Nassau ; he was re-chosen at the general election in that year, and sat till 1784. He was elected a Verderer of Waltham Forest on the death of Sir William Wake, Bart., in 1786 ; but was not again returned to the House of Commons until chosen for the county at the general election in 1803, when he succeeded Thomas B. Bramston, Esq., whose son is now elected in his room. Sir Eliab has not, however, represented Essex from that time without interruption; he was re-elected in 1806, and 1807, but retired in 1812. In 1812 and 1818, John Archer Houblon, Esq. was returned; but in 1820, Sir Eliab was again successful, and was reelected in 1826. In his political opinions, as descended from an old Tory family, he gave a steady but not servile support to the administrations of Mr. Pitt and the late Earl of Liverpool ; but was in the minority on the great question of Roman Catholic Emancipation.
His death took place at Roll's Park, Chigwell, on the 20th of February, 1830, at the age of seventy-one.
Sir Eliab Harvey married, May 15. 1784, Lady Louisa Nugent, younger daughter and coheir of Robert Earl Nugent, and aunt to the present Duke of Buckingham and Earl Nugent. His eldest son, Captain Harvey, was slain at the siege of Burgos in 1812; William, the younger, died soon after the completion of his twentyfirst year, in 1823. Six daughters survive, of whom the eldest was married, October 8. 1804, to William Lloyd, of Aston, in Shropshire, Esq.; Georgiana, the fourth, April 22. 1816, to John Drummond, jun. Esq. banker; and Emma, the second, February 16. 1830, only four days before her father's death, to Colonel William Cornwallis Eustace, C.B. On the 12th of August, 1830, another daughter, Eliza, was married to Thomas William, son of T. G. Bramston, of Skreens.
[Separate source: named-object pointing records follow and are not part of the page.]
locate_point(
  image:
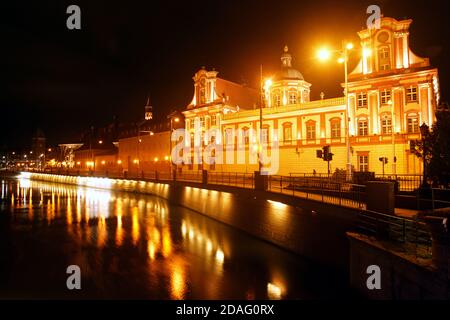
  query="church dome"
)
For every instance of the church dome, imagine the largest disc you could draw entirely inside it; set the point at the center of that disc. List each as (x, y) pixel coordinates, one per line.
(287, 72)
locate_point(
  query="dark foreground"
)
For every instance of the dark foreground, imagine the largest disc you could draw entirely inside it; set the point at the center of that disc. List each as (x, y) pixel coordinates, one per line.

The remains of Sir Eliab were deposited, on the 27th of February, in the family mausoleum at Hempsted Church, where also repose those of his great relative, the celebrated Dr. William Harvey. A numerous tenantry, by whom he was most highly respected and beloved for his liberality, preceded the procession. The carriages of Viscount Maynard, the Lord Lieutenant of the county, and other neighbouring gentlemen, followed the corpse.
“ Marshall's Royal Naval Biography,” and “ The Gentleman's Magazine," have furnished the materials for the foregoing Memoir.